Unlike most cases that the Court hears, the events leading up to and surrounding this one have been garnering national attention since 2013 when Texas state Sen. Wendy Davis staged a filibuster attempting to stop the now disputed regulations known as House Bill 2 (HB 2). The regulations have placed Texas among a collection of states pushing the limits of what the Court has deemed permissible by banning abortion at 20 weeks and imposing what are known as targeted regulations of abortion providers, or TRAP, laws.
HB2 requires that all abortions — surgical, medical, and pill-induced — be performed in centers that meet ambulatory surgical center standards, and thus they force many clinics to close without directly banning abortion. As such, they represent the leading edge of how anti-abortion activists have been chipping away at abortion access for decades.

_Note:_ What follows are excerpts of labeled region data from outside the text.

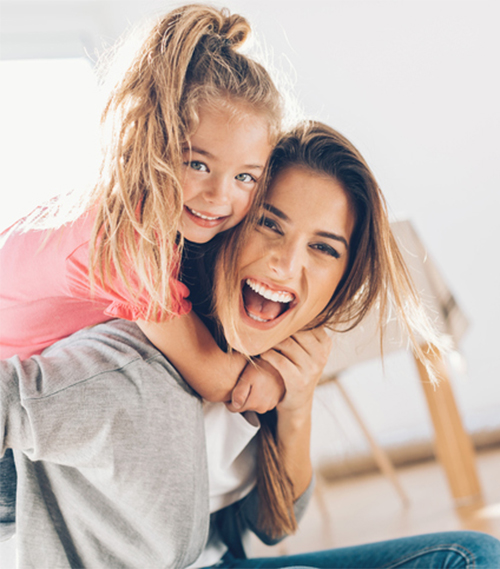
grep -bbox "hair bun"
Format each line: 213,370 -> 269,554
219,9 -> 250,49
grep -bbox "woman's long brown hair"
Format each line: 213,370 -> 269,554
215,122 -> 445,537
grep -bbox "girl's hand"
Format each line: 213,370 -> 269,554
260,328 -> 332,415
226,358 -> 285,413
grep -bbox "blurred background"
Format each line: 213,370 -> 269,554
0,0 -> 500,560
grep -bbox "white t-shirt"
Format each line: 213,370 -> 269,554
188,401 -> 260,569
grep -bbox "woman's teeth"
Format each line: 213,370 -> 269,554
186,206 -> 224,221
246,279 -> 294,304
247,312 -> 269,322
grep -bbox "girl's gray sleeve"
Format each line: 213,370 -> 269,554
0,357 -> 39,456
214,477 -> 315,558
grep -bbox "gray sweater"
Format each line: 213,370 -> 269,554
0,320 -> 311,569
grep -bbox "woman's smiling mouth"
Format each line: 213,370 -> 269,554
184,205 -> 229,227
242,278 -> 296,324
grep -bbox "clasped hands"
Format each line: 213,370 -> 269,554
226,328 -> 332,413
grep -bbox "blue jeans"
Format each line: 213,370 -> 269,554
0,449 -> 17,541
214,531 -> 500,569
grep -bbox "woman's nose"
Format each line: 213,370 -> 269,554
269,242 -> 303,280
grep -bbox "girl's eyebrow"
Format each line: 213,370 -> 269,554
188,146 -> 264,170
264,203 -> 349,250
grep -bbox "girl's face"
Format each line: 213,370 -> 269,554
181,101 -> 271,243
222,166 -> 354,355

The prevailing opinion regarding the outcome of Whole Woman's Health has been that everything rides on Justice Kennedy. Popular opinion leading into the argument projected a 4-4 tie, with the four liberals on one side equally balanced by the three conservative justices who were expected to be joined by "swing Justice" Kennedy, on the other side.
During oral arguments, however, Kennedy posed a question about the possibility that Texas was imposing an unconstitutional burden on women seeking abortion, raising the possibility that he might side with the liberal justices in a 5-3 decision. So goes the tea leaf reading. While still speculative, there is yet another reason to consider as to why Kennedy might side with the liberals — the combination of presidential politics and the Court's history of trying to avoid the political spotlight.
If Kennedy sides with the remaining conservative justices in upholding all or part of the Texas regulations, the ruling will only have immediate effect in Texas, Louisiana, and Mississippi — the three states included in the Fifth Circuit that first heard Whole Woman's Health. This means the Court will likely have to again hear a related case in order to settle the larger questions posed in the current dispute. With the Court's temporary block of Louisiana's closely related abortion regulations, that case is potentially waiting in the wings to be heard and to again drag the Court into the politics of abortion.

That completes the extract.